When Netflix launches in Australia later this month, some broadband users won’t have to worry that their binge-watching might push them over their monthly limits. That’s because Netflix is making deals Down Under that would exempt its data from counting against data caps.
The question is whether or not this sort of “zero-rating” offering — similar to how T-Mobile doesn’t count certain streaming music services against data caps — violates the neutrality rules’ prohibition against prioritization.
It definitely offers consumers an incentive to use the data-sponsoring service rather than a competitor whose data will go against their monthly cap. At the same time, there is no actual speeding up or improving of the data involved.
There is no cut-and-dry answer in the FCC’s new rules, as they do not explicitly forbid or allow sponsored data.
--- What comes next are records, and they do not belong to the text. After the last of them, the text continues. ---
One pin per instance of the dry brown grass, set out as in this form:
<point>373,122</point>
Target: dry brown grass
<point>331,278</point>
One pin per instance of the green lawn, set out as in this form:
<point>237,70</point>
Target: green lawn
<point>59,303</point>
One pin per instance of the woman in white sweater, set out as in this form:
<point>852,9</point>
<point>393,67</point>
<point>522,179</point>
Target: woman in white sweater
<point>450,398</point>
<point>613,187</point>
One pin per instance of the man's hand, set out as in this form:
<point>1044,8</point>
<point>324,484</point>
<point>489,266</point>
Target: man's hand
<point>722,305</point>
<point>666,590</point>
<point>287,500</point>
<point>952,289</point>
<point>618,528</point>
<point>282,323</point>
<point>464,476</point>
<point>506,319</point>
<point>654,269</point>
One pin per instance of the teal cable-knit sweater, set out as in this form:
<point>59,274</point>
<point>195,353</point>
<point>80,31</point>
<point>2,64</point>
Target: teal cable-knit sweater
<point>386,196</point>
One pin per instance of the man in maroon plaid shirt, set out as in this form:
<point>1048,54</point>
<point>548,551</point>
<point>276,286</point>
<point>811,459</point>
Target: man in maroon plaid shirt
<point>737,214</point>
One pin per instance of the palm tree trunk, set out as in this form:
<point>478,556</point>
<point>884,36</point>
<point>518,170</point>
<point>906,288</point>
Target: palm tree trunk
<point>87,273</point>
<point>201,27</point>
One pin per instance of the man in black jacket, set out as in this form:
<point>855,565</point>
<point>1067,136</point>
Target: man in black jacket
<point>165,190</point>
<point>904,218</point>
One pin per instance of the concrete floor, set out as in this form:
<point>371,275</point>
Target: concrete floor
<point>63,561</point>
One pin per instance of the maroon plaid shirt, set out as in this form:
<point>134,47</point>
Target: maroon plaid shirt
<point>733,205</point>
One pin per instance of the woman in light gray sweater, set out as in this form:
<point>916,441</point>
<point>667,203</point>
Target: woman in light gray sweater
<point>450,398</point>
Under the order’s standard of conduct, the FCC can look at specific zero-rating offers to determine if they are a threat to neutrality, but there is no blanket ban against them.
And as DSLreports.com points out, the streaming video market in Australia has a more flexible attitude toward sponsored data, with multiple media companies footing the bill for their users’ usage.
Regardless of whether or not such arrangements would violate net neutrality guidelines in the U.S., Australia, or Antarctica, Netflix leadership had previously been very clear on its position regarding this topic.
In 2012, Netflix CEO Reed Hastings accused Comcast of violating the original neutrality rules by not counting data coming through its Xfinity streaming services against data caps.
“Comcast should apply caps equally, or not at all,” he wrote at the time. “In what way is this neutral?”
And in a statement to The Verge, Netflix simultaneously acknowledges the shortcomings of sponsored data while saying it’s going to do it if the other guys do it.
“Zero rating isn’t great for consumers as it has the potential to distort consumer choice in favor of choices selected by an ISP,” reads the statement. “We’ll push back against such efforts, but we won’t put our service or our members at a disadvantage.”
As mentioned above, the door isn’t shut on sponsored data stateside. You can expect ISPs and deep-pocketed content companies to push the boundaries on these deals to see exactly what the FCC will and won’t allow.